What are civic beliefs?
In general, a belief is a mental state of acceptance that certain propositions (descriptive or prescriptive) are (to a sufficient degree) true, justified, confirmed, proved, supported, demonstrated, etc. Here are some examples of civic beliefs:
- Politics is an inescapable feature of social life.
- Politics will always involve the competition for and use of power, but it need not be about that alone. At bottom, politics is the process by which members of a group make choices together about how to prioritize different values.
- Political conflict originates in the different perspectives, needs, experiences, concerns, aspirations, etc. that people bring to public choice situations.
Disagreement cannot be attributed solely to ignorance of the facts, misguided intentions, or the desire to gain advantage, do harm, etc.
The successful resolution of conflict requires that people comprehend (understand and appreciate) each other’s values and priorities.
- Conflict often, even usually, is not “zero-sum” with regard to ends.

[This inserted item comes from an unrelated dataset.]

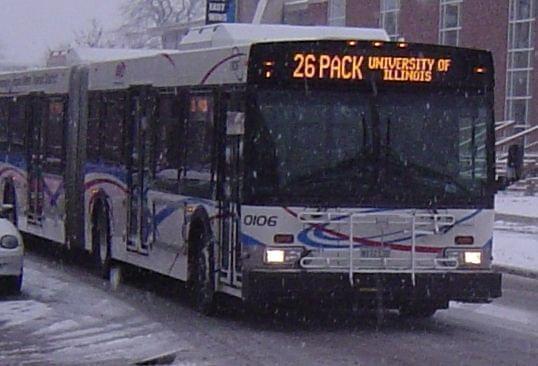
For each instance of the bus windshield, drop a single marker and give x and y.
(385, 148)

- Both as individuals and in groups, people can create their own futures. Their actions matter. Not every problem can be solved, but many will yield to sustained human effort.
- Members of inclusive, diversely-constituted groups are capable of dialogue and of deliberating effectively to reach sound judgments.
The success of dialogue depends on listening in order to comprehend, not to contest.
- Listening to comprehend depends on emotional security, which can be enhanced through the use of “confirming” rhetoric (questions and comments) by participants.